何回も放送されて、台詞どころか音だけ聴いてもどの場面か分かるくらい見てきた。
飽き飽きしてるけれど、それでもこの下らない話よりは幾らかましだから我慢している。
「まず晴れ。晴れは洗濯物を乾かしてくれる、人の役に立つ事を喜ぶ優しい奴だ」
・・・私を笑わそうとしてるのかな。でも冗談で言ってる様には聞こえない。
「次に雨。こいつは人を困らせようとする意地悪な奴だ」
わざわざ口でやめろって言うのも面倒で、飲み終わったコップの氷を大きめに音を立ててるんだけど・・・気付く気配が無い。
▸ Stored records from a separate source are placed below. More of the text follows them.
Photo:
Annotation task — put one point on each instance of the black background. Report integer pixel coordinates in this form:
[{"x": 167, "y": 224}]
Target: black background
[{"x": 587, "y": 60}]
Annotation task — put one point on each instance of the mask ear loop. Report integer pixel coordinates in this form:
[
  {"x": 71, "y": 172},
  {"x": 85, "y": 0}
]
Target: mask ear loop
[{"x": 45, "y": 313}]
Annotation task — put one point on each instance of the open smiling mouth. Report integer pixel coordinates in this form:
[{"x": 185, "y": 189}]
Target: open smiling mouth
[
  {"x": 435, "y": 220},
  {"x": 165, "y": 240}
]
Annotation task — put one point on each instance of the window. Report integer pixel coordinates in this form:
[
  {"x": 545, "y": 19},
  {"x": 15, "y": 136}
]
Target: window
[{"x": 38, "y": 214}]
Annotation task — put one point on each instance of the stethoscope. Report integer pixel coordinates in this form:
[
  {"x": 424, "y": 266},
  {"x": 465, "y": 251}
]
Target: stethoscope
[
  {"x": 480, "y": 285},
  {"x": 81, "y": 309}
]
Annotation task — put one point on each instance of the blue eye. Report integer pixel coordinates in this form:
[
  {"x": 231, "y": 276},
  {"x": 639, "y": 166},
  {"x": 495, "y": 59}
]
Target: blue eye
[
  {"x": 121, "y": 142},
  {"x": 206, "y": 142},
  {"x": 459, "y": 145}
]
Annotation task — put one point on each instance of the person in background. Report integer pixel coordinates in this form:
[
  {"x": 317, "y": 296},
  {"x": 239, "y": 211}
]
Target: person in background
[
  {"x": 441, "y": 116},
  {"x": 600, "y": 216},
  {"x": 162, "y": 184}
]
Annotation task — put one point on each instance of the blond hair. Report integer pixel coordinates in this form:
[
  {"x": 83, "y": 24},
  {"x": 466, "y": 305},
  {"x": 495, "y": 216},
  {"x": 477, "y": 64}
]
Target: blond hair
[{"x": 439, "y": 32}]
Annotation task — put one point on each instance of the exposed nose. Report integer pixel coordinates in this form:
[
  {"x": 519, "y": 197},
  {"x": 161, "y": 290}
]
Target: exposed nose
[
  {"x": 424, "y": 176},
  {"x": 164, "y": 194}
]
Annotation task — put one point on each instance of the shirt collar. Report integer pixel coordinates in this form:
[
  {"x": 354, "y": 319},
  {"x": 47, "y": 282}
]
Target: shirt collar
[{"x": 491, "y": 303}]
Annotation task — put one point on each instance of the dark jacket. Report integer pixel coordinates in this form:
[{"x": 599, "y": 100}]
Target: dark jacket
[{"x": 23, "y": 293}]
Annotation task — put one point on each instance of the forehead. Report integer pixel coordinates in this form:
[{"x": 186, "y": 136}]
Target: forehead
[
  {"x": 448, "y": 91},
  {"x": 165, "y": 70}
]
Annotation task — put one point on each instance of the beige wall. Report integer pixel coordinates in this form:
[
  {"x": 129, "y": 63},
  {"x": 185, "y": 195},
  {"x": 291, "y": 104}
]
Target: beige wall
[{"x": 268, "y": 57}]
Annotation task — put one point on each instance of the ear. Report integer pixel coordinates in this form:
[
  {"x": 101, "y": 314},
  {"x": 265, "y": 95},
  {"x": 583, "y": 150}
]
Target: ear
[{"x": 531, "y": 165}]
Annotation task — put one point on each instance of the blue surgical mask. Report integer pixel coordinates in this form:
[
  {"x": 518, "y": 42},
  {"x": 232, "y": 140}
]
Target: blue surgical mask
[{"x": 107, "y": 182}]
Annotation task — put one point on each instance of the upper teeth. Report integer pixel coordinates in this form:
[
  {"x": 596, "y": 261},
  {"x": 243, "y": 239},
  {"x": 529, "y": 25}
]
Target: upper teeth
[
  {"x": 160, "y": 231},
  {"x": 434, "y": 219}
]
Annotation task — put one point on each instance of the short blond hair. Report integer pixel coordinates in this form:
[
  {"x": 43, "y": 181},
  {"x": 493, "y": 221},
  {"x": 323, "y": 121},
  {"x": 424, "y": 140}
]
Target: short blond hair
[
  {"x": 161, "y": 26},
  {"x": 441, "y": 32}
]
「よく分からんのは曇り。困らせたいんだろうが、雨までは降らないからそこまで困る人はいないんだ」
まだお尻が青い子供ならともかくもう高校生っすよ、お兄様。
どうしてお前というものはいつまでも成長しないんだか。
「最悪なのは雷雨とか台風だな。こいつらはどうしようもないぜ。困らせるどころじゃない、怖がらせて喜ぶ最低な奴らだ」
なぜか聞いているうちに少し興味が出てきて、話してあげる事にした。
・・・血は争えない、っていうのかな。こういうの。
「じゃあ雪も最悪じゃない。困る人結構いるから」
「いいや。雪は子供には優しい。雪を喜ばない子供なんて聞いたことないからな」
む、そうきたか。兄貴はくだらない話をしてるとホント、ガキみたいに笑うよね。
「天気は人生そのものを表している。世の中には色んな奴がいるからな、うまく付き合っていかなくちゃ」
こじつけもいいところだけど、悔しい。
悔しいけどさ・・・やっぱり兄貴の話はどうしようもなくくだらない。
くだらないけどさ・・・どうしようもなく面白い。私のツボからずれてない、いつも。
「しかし夏場の晴れは意地悪だな、暑くてかなわん。春先の雨も嫌な奴だ、じとじと長く降り続けるからな」
あー待って、痛い。お腹痛い。
私にとって兄貴はいつも照らしてくれる晴れなんだよ。
ホント、くだらない。
映画はどしゃ降りの雲一面の空が明るく照らされ始め、間もなく晴れになろうとしていた。